Community Articles
Find and share helpful community-sourced technical articles
Announcements
Alert: Welcome to the Unified Cloudera Community. Former HCC members be sure to read and learn how to activate your account here.

Apache NiFi provides several processors for receiving data over a network connection, such as ListenTCP, ListenSyslog, and ListenUDP. These processors are implemented using a common approach, and a shared framework for receiving and processing messages.

When one of these processors is scheduled to run, a separate thread is started to listen for incoming network connections. When a connection is accepted, another thread is created to read from that connection, we will call this the channel reader (the original thread continues listening for additional connections).

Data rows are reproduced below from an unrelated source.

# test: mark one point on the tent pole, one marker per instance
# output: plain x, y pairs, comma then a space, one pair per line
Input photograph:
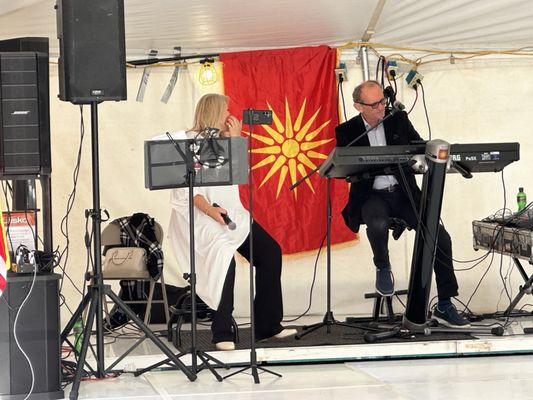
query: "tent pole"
363, 54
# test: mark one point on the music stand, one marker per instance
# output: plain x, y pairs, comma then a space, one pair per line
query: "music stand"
205, 161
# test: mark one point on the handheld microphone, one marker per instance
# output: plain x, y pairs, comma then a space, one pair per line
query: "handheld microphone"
227, 220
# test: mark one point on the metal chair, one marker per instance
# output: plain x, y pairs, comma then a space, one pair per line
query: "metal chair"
129, 263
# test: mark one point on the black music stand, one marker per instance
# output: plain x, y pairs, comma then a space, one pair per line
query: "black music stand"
205, 161
253, 117
97, 290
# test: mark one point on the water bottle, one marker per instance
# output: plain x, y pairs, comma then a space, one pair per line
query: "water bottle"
521, 199
78, 334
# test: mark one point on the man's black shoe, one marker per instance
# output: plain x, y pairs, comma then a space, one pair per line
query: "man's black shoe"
384, 282
450, 317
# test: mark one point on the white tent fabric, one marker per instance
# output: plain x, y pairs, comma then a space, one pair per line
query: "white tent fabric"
214, 25
474, 101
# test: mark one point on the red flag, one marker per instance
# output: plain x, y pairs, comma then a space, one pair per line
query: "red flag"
299, 86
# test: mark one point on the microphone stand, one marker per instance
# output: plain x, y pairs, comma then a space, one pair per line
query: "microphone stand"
329, 319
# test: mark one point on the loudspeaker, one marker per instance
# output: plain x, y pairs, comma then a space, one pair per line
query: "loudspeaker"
25, 109
38, 334
92, 60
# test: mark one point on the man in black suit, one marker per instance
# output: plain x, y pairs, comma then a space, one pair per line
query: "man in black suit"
381, 200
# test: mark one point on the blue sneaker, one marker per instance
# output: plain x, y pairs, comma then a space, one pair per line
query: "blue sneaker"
384, 282
450, 317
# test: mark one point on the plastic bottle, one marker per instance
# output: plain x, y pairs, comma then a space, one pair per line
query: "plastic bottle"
521, 199
78, 334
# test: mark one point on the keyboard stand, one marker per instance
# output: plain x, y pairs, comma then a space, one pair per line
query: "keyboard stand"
525, 289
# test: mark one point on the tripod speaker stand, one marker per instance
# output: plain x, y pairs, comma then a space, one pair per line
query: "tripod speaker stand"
94, 298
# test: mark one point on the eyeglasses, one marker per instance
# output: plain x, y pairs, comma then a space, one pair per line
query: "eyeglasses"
375, 105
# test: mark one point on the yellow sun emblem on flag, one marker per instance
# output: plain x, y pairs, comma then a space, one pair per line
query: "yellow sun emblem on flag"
290, 147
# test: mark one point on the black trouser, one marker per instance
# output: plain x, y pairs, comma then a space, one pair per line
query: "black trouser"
268, 304
376, 212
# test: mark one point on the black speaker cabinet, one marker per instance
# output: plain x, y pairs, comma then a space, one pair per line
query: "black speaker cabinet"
25, 109
92, 60
38, 334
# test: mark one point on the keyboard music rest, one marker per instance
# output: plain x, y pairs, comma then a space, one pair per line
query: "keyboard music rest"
473, 157
348, 161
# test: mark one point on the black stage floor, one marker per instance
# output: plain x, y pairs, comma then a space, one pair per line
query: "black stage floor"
339, 336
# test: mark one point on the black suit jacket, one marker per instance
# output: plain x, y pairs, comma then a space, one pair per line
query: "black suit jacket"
398, 131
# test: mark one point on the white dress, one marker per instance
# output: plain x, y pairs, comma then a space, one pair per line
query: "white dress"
215, 244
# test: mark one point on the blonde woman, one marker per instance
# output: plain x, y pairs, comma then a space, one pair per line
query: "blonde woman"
215, 244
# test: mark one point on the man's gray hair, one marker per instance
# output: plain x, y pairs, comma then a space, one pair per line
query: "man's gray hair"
356, 95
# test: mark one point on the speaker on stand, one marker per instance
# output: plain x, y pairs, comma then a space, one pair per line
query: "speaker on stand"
92, 69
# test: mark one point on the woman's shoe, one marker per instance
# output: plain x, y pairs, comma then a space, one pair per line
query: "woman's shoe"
225, 346
285, 333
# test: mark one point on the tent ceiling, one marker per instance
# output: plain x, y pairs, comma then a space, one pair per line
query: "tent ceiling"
201, 26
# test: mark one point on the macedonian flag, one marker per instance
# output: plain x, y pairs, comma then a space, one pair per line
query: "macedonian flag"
298, 86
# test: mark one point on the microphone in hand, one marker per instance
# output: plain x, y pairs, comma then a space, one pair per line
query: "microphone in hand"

The channel reader starts reading data from the connection as fast as possible, placing each received message into a blocking queue. The blocking queue is a shared reference with the processor. Each time the processor executes it will poll the queue for one or more messages and write them to a flow file. The overall setup looks like the following:

3845-networklistenerdiagram.png

There are several competing activities taking place:

  • The data producer is writing data to the socket, which is being held in the socket’s buffer, while at the same time the channel reader is reading the data held in that buffer. If the data is written faster than it is read, then the buffer will eventually fill up, and incoming data will be dropped.
  • The channel reader is pushing messages into the message queue, while the processor concurrently pulls messages off the queue. If messages are pushed into the queue faster than the processor can pull them out, then the queue will reach maximum capacity, causing the channel reader to block while waiting for space in the queue. If the channel reader is blocking, it is not reading from the connection, which means the socket buffer can start filling up and cause data to be dropped.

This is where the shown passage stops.